I paused at a cluster of ice-free rocks to take out the map and check my position. According to the simplified route traced out, I was in position. A sudden noise startled me and I swung the Marlin from my shoulder to see three tahrs, the Himalayan goats, bounding across the rocky terrain, their reddish, thick coats reflecting the rays of the setting afternoon sun. I watched them move effortlessly up the crags and started to hike on, envying them. The afternoon sun was now gone, hidden behind the towering peaks, and it would be dark very quickly. I hurried my pace and reached the mouth of the route known as Tesi Pass. It wound its way between the great mountains, a narrow ribbon amid the uncharted vastness of glacial ice, rock and snowdrifts. My instructions were to make camp anywhere within the pass and the guide, spotting my campfire, would find me. I picked a spot sheltered from the swirling wind and spent the remaining daylight hours gathering firewood. Amid the towering sentinels of unyielding rock, crowned by eternal snows, twisted, gnarled and mossy rhododendron trees somehow grew in defiance of all natural logic. As I gathered enough small twigs to start the fire and enough larger wood to keep it going, I saw musk deer and pheasant filtering through the trees. As I had enough dried meat in my pack I needed nothing further, and I lugged the wood back to the spot I'd chosen.

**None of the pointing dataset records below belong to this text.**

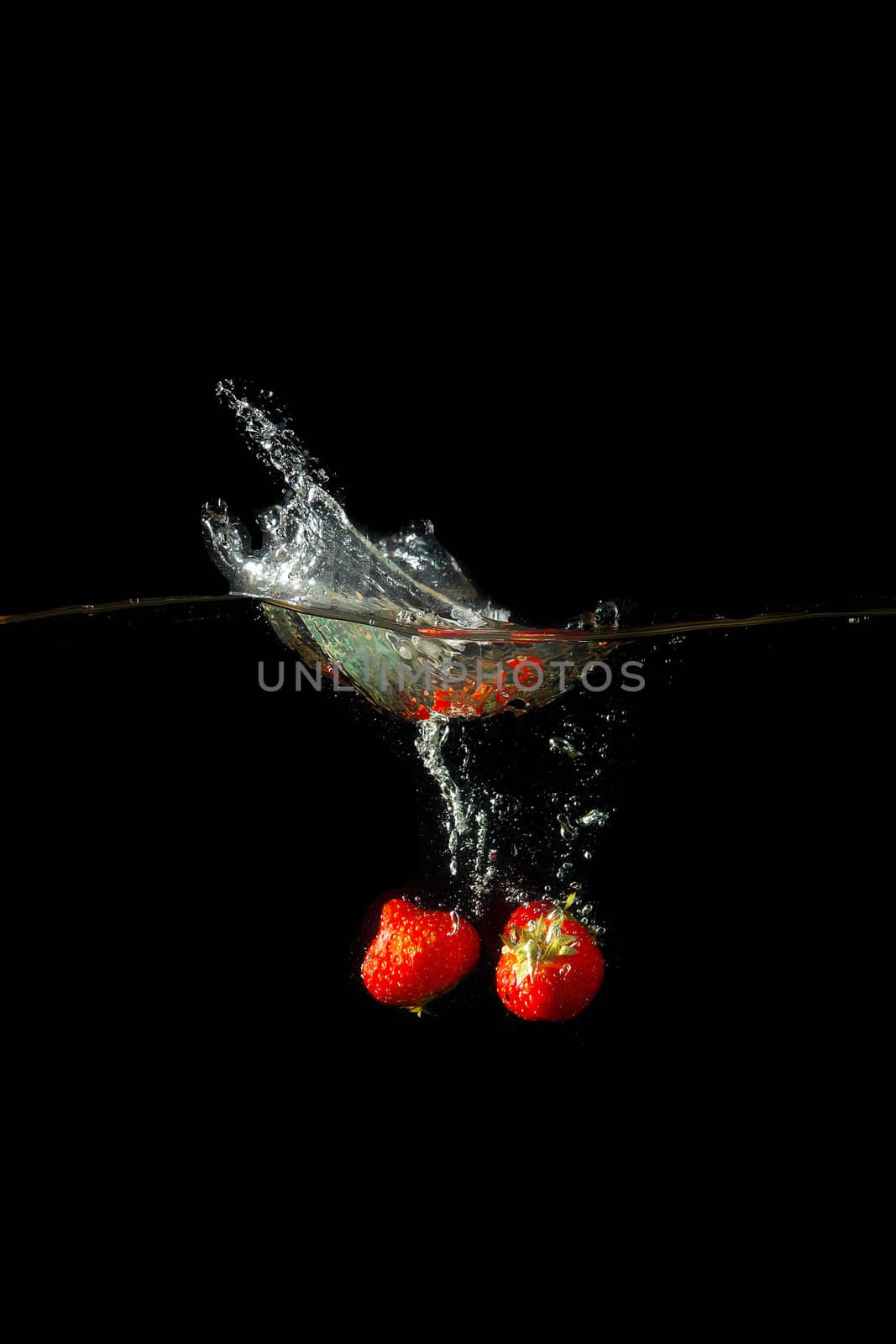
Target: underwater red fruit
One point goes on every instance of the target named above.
(550, 967)
(418, 954)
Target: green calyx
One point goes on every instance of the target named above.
(540, 942)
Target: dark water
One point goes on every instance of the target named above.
(196, 857)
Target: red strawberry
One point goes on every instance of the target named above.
(550, 967)
(418, 954)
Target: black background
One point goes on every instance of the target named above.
(190, 859)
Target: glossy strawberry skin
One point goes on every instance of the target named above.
(418, 954)
(558, 990)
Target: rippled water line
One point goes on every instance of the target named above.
(497, 633)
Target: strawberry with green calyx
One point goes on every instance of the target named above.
(550, 967)
(418, 954)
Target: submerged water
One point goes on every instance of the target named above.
(399, 618)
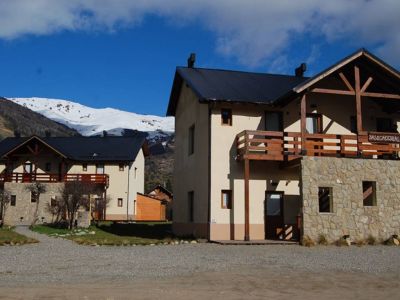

It was getting dark and I was starting to light the fire, using my lighter, when I was suddenly aware that I was not alone. I dropped the Marlin into my hands and whirled to face the figure standing quietly some fifty yards away. The man began to advance slowly, raising one arm in greeting, and I lowered the gun. His face, all but hidden beneath the low, furred hood of his parka, revealed weathered skin, small eyes and the flat, wide cheekbones of the Nepalese people. His legs were encased in yards of cloth, and goatskin boots covered his feet. The man walked up to me and spoke in halting English.
"You wait for guide," he said. My eyebrows went up.
"You aren't due for hours," I said.
"Me early," he answered. "You go to Leeunghi family?"
I nodded, and he motioned with a wave of his arm to follow.
"Long trip," he said. "Me come early. Make much time by night this way."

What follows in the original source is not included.